• The subjects have been fully informed of the possible risks and benefits of participating in this study and have voluntarily signed the informed consent form (ICF).

• Age: 18-70 years (including 18 and 70 years).

• ECOG 0-1.

• With an expected survival of more than 3 months.

• Patients with histologically or cytologically confirmed locally advanced or metastatic BT-001 positive solid tumors. IHC should be within 6 months of apheresis, but maybe extended.

• Preference for patients who have failed first- or second-line therapy.

• Having measurable lesions according to RECIST 1.1 (or the latest version).

• Maximum tumor size less than 4 cm according to RECIST 1.1 (or the latest version).

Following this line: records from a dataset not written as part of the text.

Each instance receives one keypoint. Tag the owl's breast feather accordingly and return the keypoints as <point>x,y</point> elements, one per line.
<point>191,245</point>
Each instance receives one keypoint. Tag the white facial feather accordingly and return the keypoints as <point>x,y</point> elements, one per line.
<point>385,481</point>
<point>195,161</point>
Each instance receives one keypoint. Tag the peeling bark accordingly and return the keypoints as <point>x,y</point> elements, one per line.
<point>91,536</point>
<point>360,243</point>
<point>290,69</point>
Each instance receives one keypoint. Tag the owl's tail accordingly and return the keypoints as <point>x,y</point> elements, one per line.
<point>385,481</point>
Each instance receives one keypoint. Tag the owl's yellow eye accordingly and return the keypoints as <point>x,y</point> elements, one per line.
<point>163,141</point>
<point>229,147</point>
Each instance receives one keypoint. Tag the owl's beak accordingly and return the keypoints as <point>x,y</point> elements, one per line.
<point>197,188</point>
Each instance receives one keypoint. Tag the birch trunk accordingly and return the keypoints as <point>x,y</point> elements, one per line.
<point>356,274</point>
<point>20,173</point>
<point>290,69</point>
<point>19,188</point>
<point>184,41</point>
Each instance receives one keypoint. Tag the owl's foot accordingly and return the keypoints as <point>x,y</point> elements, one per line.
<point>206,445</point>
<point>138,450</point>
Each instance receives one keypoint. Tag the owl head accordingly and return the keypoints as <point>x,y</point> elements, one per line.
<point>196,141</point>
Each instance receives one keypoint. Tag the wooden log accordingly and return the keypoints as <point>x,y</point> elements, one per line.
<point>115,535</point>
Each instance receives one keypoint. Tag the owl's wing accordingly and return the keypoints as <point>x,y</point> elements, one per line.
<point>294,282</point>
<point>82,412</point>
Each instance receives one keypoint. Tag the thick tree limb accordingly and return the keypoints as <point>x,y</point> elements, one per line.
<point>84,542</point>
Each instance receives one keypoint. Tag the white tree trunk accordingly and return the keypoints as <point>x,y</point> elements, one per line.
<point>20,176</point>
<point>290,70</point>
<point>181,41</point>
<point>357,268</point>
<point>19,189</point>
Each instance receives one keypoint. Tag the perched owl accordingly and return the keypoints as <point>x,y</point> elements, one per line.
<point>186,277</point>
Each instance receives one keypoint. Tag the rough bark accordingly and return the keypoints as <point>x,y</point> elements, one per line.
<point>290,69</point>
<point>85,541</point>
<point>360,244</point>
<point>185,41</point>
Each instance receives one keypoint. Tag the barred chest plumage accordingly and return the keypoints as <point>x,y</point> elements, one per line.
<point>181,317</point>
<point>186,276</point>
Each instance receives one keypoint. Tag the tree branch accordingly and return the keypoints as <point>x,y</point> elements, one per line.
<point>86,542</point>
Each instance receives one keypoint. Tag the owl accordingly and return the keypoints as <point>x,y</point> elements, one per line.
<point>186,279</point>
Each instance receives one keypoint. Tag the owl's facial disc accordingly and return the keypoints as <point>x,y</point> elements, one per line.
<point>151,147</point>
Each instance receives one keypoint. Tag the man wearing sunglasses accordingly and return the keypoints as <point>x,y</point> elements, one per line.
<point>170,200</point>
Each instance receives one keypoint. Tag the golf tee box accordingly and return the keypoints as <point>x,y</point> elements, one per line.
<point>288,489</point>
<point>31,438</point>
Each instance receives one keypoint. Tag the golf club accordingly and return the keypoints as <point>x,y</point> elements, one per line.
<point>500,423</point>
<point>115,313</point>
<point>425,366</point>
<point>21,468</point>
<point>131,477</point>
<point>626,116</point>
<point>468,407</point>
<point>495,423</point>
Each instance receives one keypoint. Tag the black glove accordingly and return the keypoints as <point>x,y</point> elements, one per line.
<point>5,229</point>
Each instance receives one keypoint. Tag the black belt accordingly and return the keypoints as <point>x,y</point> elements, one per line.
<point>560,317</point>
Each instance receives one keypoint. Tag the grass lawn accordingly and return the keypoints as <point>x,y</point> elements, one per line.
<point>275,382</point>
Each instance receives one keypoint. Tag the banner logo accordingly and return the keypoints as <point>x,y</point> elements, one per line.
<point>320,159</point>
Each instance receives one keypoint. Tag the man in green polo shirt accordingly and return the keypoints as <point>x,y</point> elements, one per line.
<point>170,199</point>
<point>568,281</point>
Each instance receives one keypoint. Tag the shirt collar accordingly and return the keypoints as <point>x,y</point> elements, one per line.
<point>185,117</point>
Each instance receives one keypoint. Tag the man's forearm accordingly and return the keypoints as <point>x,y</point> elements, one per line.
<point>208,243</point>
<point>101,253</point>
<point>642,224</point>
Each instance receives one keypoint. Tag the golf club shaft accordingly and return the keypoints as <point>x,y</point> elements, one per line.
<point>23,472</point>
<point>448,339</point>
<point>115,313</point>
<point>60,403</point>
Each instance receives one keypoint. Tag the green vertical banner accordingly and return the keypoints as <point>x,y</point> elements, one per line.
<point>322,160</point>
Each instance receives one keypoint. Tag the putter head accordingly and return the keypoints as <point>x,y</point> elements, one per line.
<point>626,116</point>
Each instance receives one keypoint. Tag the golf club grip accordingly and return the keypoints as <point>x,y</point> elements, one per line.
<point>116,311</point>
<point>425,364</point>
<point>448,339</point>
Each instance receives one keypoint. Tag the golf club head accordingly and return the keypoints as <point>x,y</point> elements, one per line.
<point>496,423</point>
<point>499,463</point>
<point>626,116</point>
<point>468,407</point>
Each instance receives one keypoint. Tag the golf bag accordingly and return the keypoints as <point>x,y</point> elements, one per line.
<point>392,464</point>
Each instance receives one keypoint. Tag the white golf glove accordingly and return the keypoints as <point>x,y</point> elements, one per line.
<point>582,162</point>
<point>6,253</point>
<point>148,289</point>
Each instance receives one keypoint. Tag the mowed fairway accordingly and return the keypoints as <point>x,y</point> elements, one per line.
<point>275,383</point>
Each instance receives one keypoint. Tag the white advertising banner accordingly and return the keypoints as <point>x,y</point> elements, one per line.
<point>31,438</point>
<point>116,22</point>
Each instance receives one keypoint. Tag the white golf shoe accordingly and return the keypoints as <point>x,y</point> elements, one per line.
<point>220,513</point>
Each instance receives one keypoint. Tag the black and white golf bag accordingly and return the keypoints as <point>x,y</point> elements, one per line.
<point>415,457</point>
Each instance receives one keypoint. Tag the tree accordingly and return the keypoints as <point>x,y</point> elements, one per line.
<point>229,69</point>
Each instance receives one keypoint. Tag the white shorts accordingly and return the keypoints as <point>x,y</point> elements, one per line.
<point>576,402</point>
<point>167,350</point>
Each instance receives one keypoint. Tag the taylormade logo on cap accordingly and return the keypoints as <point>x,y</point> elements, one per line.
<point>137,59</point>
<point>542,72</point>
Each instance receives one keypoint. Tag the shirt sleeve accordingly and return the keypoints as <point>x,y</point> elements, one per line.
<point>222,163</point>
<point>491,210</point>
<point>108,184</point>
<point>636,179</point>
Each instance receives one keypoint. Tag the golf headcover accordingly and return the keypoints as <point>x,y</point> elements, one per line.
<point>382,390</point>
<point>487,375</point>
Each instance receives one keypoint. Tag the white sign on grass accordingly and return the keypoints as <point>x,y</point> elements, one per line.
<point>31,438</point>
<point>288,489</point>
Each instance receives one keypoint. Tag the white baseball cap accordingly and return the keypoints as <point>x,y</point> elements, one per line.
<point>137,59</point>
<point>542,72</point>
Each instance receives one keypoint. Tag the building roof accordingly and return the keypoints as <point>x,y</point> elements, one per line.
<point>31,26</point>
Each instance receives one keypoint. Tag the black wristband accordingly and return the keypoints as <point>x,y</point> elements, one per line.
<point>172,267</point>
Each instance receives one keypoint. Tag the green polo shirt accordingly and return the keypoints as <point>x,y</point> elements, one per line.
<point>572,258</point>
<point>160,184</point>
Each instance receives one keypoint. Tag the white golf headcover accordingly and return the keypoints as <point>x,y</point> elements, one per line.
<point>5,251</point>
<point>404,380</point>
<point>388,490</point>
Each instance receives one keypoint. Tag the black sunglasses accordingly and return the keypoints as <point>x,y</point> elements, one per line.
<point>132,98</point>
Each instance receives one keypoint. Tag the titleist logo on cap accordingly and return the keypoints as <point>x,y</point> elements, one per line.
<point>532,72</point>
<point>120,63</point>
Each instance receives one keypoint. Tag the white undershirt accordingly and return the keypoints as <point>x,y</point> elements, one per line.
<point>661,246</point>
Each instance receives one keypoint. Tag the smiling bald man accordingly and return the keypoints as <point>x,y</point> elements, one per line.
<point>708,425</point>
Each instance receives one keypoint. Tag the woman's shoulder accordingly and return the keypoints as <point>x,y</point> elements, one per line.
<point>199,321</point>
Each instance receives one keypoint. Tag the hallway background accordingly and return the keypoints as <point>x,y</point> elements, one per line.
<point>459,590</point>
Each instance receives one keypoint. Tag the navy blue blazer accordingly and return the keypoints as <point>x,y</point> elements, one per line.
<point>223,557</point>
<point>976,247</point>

• Having sufficient bone marrow, liver, kidney, and lung functions (based on the normal value of the clinical trial sites).

‣ ANC and PLT ≥ LLN.

⁃ Without liver metastases, ALT, AST, or ALP ≤ 2.5×upper limit of normal (ULN); with liver metastases, ALT, AST, or ALP ≤ 5×ULN.

⁃ Serum creatinine (ScR) ≤ 1.5×ULN, or creatinine clearance \> 50 mL/min (calculated according to Cockcroft Gault formula).

⁃ International normalized ratio (INR) ≤ 1.5×ULN, APTT ≤ 1.5×ULN.

⁃ Adequate oxygen saturation (≥ 95%) can be maintained without oxygen inhalation.

⁃ Male or female patients of childbearing potential agree to use effective methods of contraception (such as double-barrier contraceptive methods, condoms, oral or injectable contraceptives, and intrauterine devices) during the study period and within 1 year after infusion.